The Bill passes through the Senate and is immediately referred to the Other Place. We sit in the gallery to watch democracy in action. The Whips have gone round and the House is full. It’s number-crunching time. Only rarely, we’re told, does the PM bother to attend divisions. This afternoon, John Howard is here, not at his customary seat near the Dispatch Box, but down on the floor near the cross-benches. If there are going to be any dissenters, they’re going to have to walk right past him to cross. He could stick out a foot and literally trip them up. Not that there’s any need.

Beazley rises to speak to the Bill. And is instantly gagged. The House divides. The tellers count. The numbers crunch. Beazley tries again. And is gagged again. The next half hour is a bewildering and deeply demoralising spectacle. The Opposition deploys every procedural device in the book to bring on a debate, and the government implacably blocks each attempt. The Labor front bench is going apeshit, hurling unparliamentary epithets to no avail. Peter Andren manages to say ‘This is a travesty of democracy and justice’, before the Speaker turns off his microphone. Unnoticed, Bob Brown sits alone through this sorry performance in a little roped off area reserved for visiting Senators. He wears a small grim smile.

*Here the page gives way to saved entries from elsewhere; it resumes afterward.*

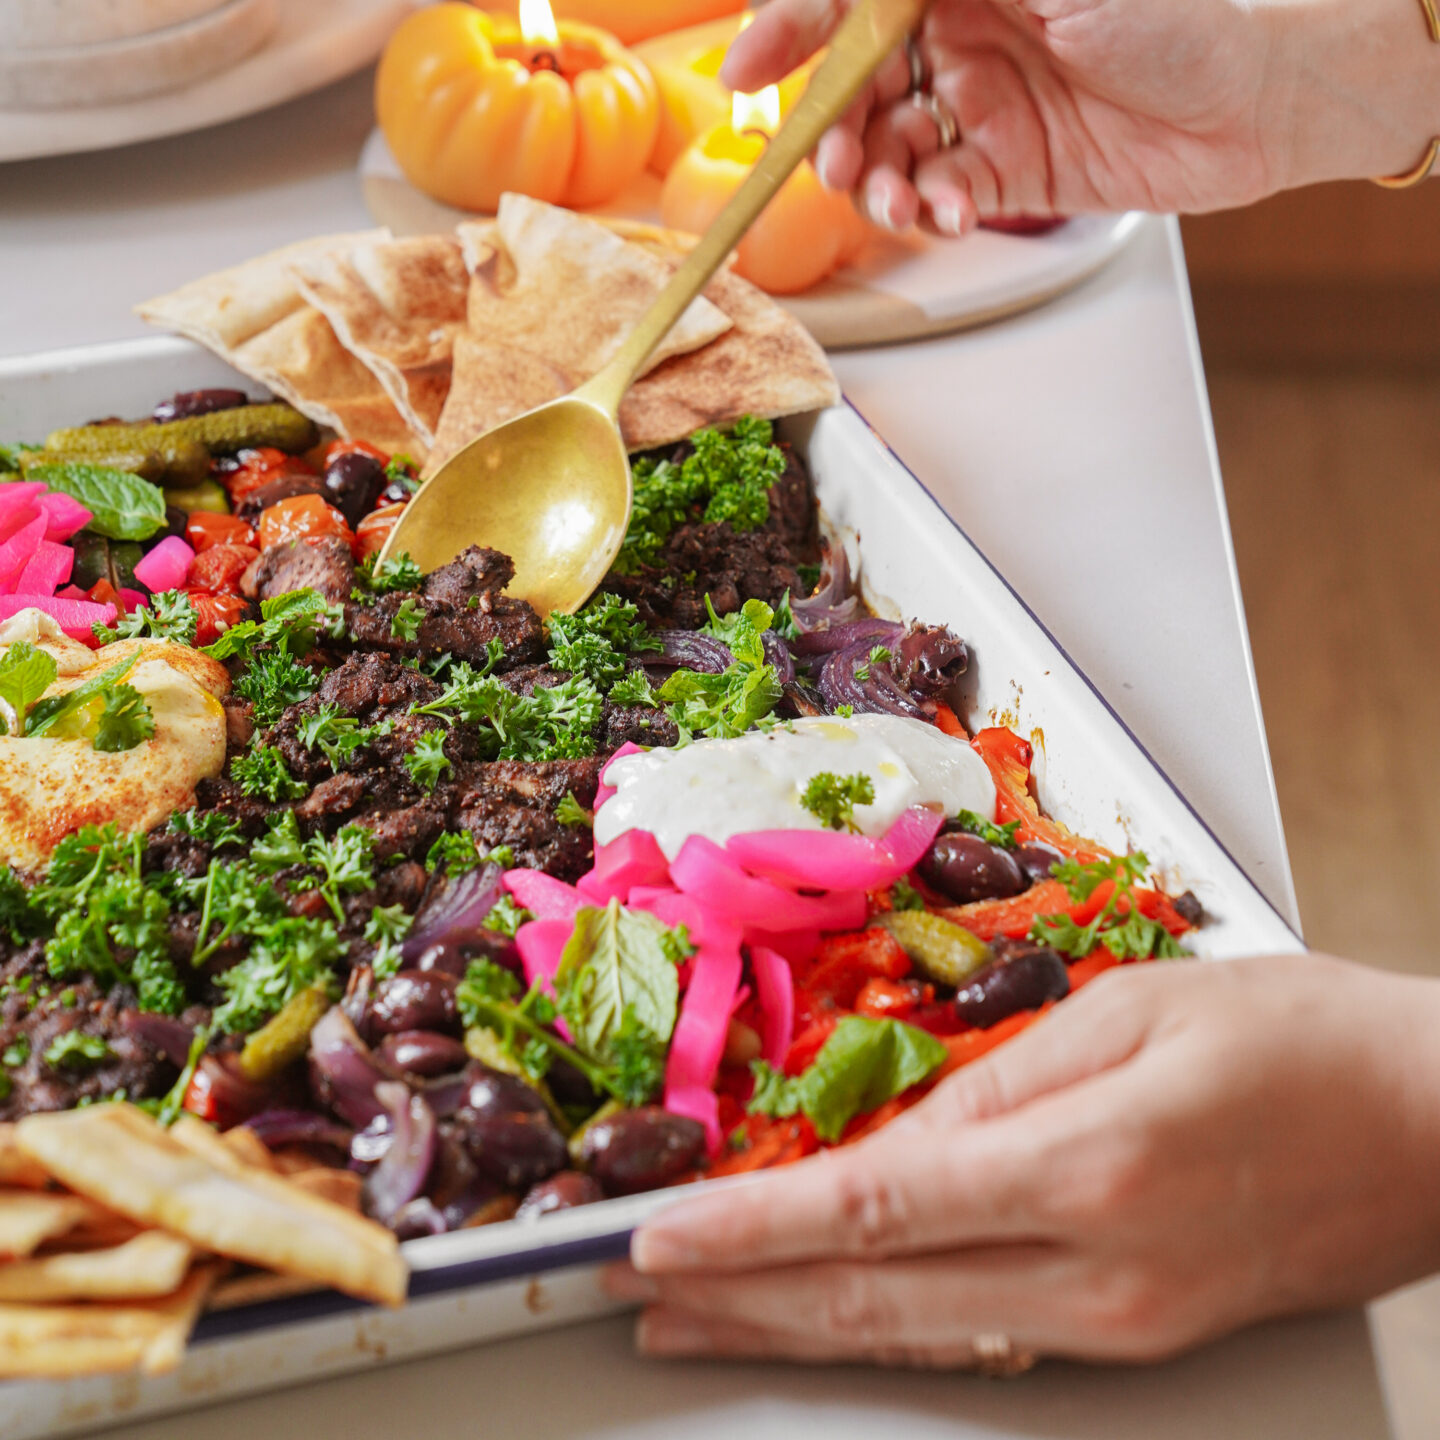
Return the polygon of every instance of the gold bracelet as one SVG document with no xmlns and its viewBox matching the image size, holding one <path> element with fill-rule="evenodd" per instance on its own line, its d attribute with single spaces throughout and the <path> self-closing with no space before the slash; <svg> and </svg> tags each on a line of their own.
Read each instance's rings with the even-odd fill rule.
<svg viewBox="0 0 1440 1440">
<path fill-rule="evenodd" d="M 1437 6 L 1436 0 L 1420 0 L 1420 8 L 1425 12 L 1430 38 L 1440 45 L 1440 6 Z M 1430 178 L 1437 160 L 1440 160 L 1440 136 L 1430 142 L 1425 158 L 1413 170 L 1407 170 L 1403 175 L 1382 175 L 1375 183 L 1386 190 L 1408 190 L 1412 185 Z"/>
</svg>

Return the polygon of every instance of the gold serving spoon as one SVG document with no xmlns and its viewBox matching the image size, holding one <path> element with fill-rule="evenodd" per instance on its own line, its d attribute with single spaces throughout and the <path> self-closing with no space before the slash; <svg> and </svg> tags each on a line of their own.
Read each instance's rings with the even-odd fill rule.
<svg viewBox="0 0 1440 1440">
<path fill-rule="evenodd" d="M 916 27 L 928 0 L 859 0 L 800 102 L 730 203 L 614 358 L 562 399 L 472 441 L 421 486 L 381 552 L 426 572 L 470 545 L 515 562 L 510 593 L 542 616 L 579 609 L 605 578 L 634 492 L 620 402 L 655 347 L 865 82 Z"/>
</svg>

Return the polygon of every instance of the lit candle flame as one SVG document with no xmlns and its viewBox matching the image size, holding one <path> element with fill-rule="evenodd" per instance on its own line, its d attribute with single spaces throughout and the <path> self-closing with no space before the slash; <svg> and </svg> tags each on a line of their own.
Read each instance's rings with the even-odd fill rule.
<svg viewBox="0 0 1440 1440">
<path fill-rule="evenodd" d="M 737 135 L 747 130 L 773 135 L 780 128 L 780 87 L 767 85 L 753 95 L 737 90 L 730 102 L 730 128 Z"/>
<path fill-rule="evenodd" d="M 520 33 L 527 45 L 558 45 L 560 31 L 550 0 L 520 0 Z"/>
</svg>

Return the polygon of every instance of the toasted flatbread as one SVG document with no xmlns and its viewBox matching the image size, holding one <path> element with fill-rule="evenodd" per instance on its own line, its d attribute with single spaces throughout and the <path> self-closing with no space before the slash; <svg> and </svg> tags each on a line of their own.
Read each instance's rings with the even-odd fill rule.
<svg viewBox="0 0 1440 1440">
<path fill-rule="evenodd" d="M 133 1105 L 30 1115 L 21 1149 L 77 1194 L 263 1269 L 302 1275 L 382 1304 L 405 1299 L 393 1234 L 238 1159 L 182 1121 L 166 1131 Z M 203 1153 L 202 1153 L 203 1152 Z"/>
<path fill-rule="evenodd" d="M 0 1304 L 0 1377 L 173 1370 L 223 1265 L 195 1266 L 158 1300 L 128 1304 Z"/>
<path fill-rule="evenodd" d="M 136 312 L 213 350 L 321 425 L 387 449 L 413 450 L 420 438 L 301 295 L 290 271 L 306 256 L 388 234 L 366 231 L 288 245 L 147 300 Z"/>
<path fill-rule="evenodd" d="M 94 1218 L 97 1211 L 78 1195 L 0 1191 L 0 1256 L 33 1255 L 47 1240 Z"/>
<path fill-rule="evenodd" d="M 93 659 L 93 652 L 87 650 L 86 658 Z M 0 1125 L 0 1185 L 43 1190 L 49 1183 L 50 1177 L 15 1143 L 15 1127 Z"/>
<path fill-rule="evenodd" d="M 405 423 L 433 444 L 470 285 L 459 241 L 366 240 L 302 256 L 290 269 L 300 293 L 374 374 Z"/>
<path fill-rule="evenodd" d="M 180 1288 L 195 1258 L 192 1246 L 143 1230 L 105 1250 L 62 1251 L 0 1265 L 0 1304 L 57 1300 L 139 1300 Z"/>
</svg>

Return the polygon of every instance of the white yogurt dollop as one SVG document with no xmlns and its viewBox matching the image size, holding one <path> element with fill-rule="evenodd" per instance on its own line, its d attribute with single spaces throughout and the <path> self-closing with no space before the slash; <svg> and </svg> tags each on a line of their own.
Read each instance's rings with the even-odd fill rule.
<svg viewBox="0 0 1440 1440">
<path fill-rule="evenodd" d="M 616 793 L 596 812 L 595 839 L 648 830 L 673 860 L 691 835 L 723 845 L 753 830 L 821 830 L 800 797 L 826 771 L 870 777 L 874 803 L 855 807 L 866 835 L 883 835 L 912 805 L 995 815 L 995 782 L 963 740 L 903 715 L 813 716 L 612 761 L 605 781 Z"/>
</svg>

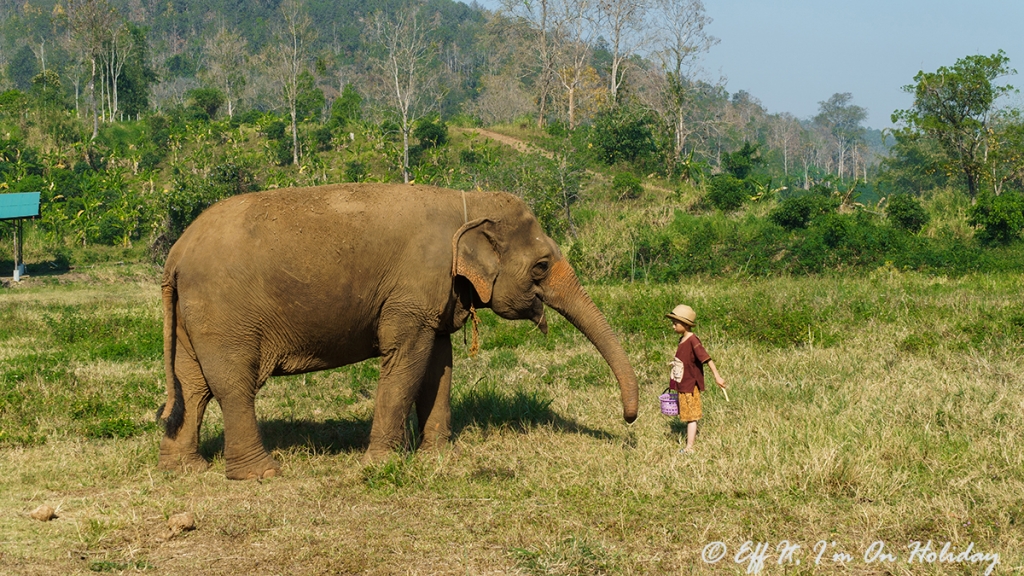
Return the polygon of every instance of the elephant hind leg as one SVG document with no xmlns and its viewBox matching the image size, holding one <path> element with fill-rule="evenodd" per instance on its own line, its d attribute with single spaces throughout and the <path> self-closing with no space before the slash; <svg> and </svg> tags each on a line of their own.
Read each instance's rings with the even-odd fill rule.
<svg viewBox="0 0 1024 576">
<path fill-rule="evenodd" d="M 180 343 L 178 350 L 183 350 Z M 210 463 L 199 453 L 199 429 L 209 404 L 210 387 L 199 363 L 189 354 L 175 358 L 174 376 L 179 384 L 167 418 L 167 430 L 160 441 L 161 470 L 203 471 Z M 161 410 L 163 412 L 163 410 Z"/>
</svg>

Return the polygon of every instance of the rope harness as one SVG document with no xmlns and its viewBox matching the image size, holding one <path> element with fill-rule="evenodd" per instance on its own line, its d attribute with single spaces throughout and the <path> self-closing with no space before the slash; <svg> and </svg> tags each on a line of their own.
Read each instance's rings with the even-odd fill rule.
<svg viewBox="0 0 1024 576">
<path fill-rule="evenodd" d="M 462 191 L 462 223 L 463 225 L 469 223 L 469 209 L 466 207 L 466 191 Z M 469 356 L 472 358 L 480 352 L 480 318 L 476 315 L 476 306 L 473 303 L 469 305 L 469 315 L 472 317 L 473 325 L 473 344 L 469 347 Z M 466 343 L 466 327 L 462 327 L 462 343 Z"/>
</svg>

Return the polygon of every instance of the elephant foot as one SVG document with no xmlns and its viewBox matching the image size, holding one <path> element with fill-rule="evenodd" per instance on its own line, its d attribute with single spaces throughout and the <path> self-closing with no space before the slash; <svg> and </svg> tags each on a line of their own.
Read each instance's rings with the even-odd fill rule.
<svg viewBox="0 0 1024 576">
<path fill-rule="evenodd" d="M 391 448 L 375 448 L 371 445 L 366 450 L 366 454 L 363 454 L 362 464 L 368 466 L 370 464 L 380 464 L 395 456 L 395 450 Z"/>
<path fill-rule="evenodd" d="M 205 472 L 210 468 L 210 463 L 199 454 L 174 454 L 171 452 L 160 452 L 160 460 L 157 463 L 158 470 L 172 472 Z"/>
<path fill-rule="evenodd" d="M 425 438 L 417 451 L 430 453 L 450 452 L 452 451 L 452 443 L 448 436 L 434 439 Z"/>
<path fill-rule="evenodd" d="M 228 480 L 261 480 L 273 478 L 281 474 L 281 464 L 270 454 L 264 455 L 255 462 L 232 464 L 228 462 L 224 471 Z"/>
</svg>

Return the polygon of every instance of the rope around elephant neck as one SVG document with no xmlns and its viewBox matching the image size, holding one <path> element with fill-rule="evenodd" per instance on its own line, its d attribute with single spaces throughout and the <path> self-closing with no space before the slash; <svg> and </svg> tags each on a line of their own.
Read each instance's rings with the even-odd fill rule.
<svg viewBox="0 0 1024 576">
<path fill-rule="evenodd" d="M 462 191 L 462 223 L 469 223 L 469 209 L 466 208 L 466 191 Z M 472 318 L 470 324 L 473 326 L 473 344 L 469 347 L 469 356 L 476 356 L 480 351 L 480 318 L 476 315 L 476 306 L 474 304 L 469 305 L 469 316 Z M 465 328 L 465 326 L 463 326 Z M 465 342 L 466 332 L 462 332 L 463 342 Z"/>
</svg>

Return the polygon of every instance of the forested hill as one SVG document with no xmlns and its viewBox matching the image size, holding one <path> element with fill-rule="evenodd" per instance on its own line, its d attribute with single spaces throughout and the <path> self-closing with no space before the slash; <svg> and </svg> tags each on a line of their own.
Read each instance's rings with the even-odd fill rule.
<svg viewBox="0 0 1024 576">
<path fill-rule="evenodd" d="M 0 2 L 4 52 L 10 54 L 25 42 L 39 44 L 49 39 L 48 49 L 59 54 L 62 47 L 54 32 L 60 27 L 60 16 L 75 4 L 68 0 Z M 237 32 L 250 50 L 259 52 L 272 42 L 274 23 L 281 19 L 280 0 L 110 0 L 109 4 L 146 30 L 154 62 L 184 55 L 175 64 L 180 68 L 172 73 L 198 69 L 204 43 L 220 29 Z M 396 4 L 388 0 L 306 0 L 303 9 L 317 32 L 312 52 L 329 53 L 337 57 L 338 64 L 354 62 L 361 50 L 366 17 L 394 9 Z M 452 0 L 429 0 L 422 3 L 421 10 L 432 19 L 437 41 L 467 47 L 486 20 L 484 10 L 475 3 L 467 6 Z"/>
<path fill-rule="evenodd" d="M 965 186 L 973 201 L 1024 187 L 1022 114 L 992 106 L 1012 91 L 993 84 L 1010 70 L 1002 52 L 934 75 L 987 103 L 975 116 L 936 120 L 948 98 L 919 75 L 918 93 L 940 96 L 894 111 L 903 127 L 886 142 L 852 93 L 796 118 L 695 72 L 718 42 L 705 28 L 713 16 L 701 0 L 537 0 L 499 12 L 452 0 L 0 0 L 3 146 L 99 158 L 119 147 L 108 128 L 189 134 L 226 121 L 296 167 L 359 136 L 394 139 L 408 180 L 427 132 L 504 125 L 583 143 L 638 176 L 762 178 L 763 192 L 733 186 L 748 198 L 816 189 L 871 203 Z M 957 142 L 975 144 L 947 145 Z"/>
</svg>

The contamination of mandatory sentencing began in the autumn of 1997 in Alice Springs when the first young man was sent away for 14 days by a reluctant magistrate compelled to do so by the Northern Territory Legislative Assembly. Now the infection has spread right through our body politic. The rot has set in. Root it out, Mr Howard, root it out. Because if you do not, your colleagues will find someone else to do the job.

Thursday, 16 March

Parliament’s rising. In their offices, MPs are packing their bags. A long white snake of Com cars coils up the side of the bunker, waiting to spirit the pollies back to their constituencies. In Question Time, someone has given a copy of our Briefing Notes to Beazley, and he reads their damning statistics into Hansard. Oblivious, we tramp the corridors, delivering them to every Liberal Member of Parliament.

Maybe we have made our modest mark after all.

Monday, 20 March

Back in my office, a million miles from Canberra, the desk is awash with files. This week alone, four of my clients up on property offences are about to face the music. I open the first file.

Postscript

CAYJ sent another delegation to the April sittings, at the end of which John Howard and Denis Burke announced a deal. The deal has meant that some young people have avoided imprisonment, but it leaves completely intact the regime as it applies to adults. As Commonwealth Attorney-General Darryl Williams has candidly admitted, it is expected to deflect some of the criticisms of the Northern Territory’s mandatory sentencing laws. A formal complaint has been made to the UN’s Human Rights Committee that the laws breach Australia’s treaty obligations. The federal government is considering pulling out of the protocol which makes us a party to the complaints process. The ALP Conference has declined to commit a federal Labor government to overturning the laws. One thing is clear. This is by no means over.

The fourth Law of Parliament: there ain’t no fat lady

The views expressed in this article are not authorised by and do not reflect those of the Northern Territory Legal Aid Commission.


[*] Russell Goldflam is an Alice Springs lawyer.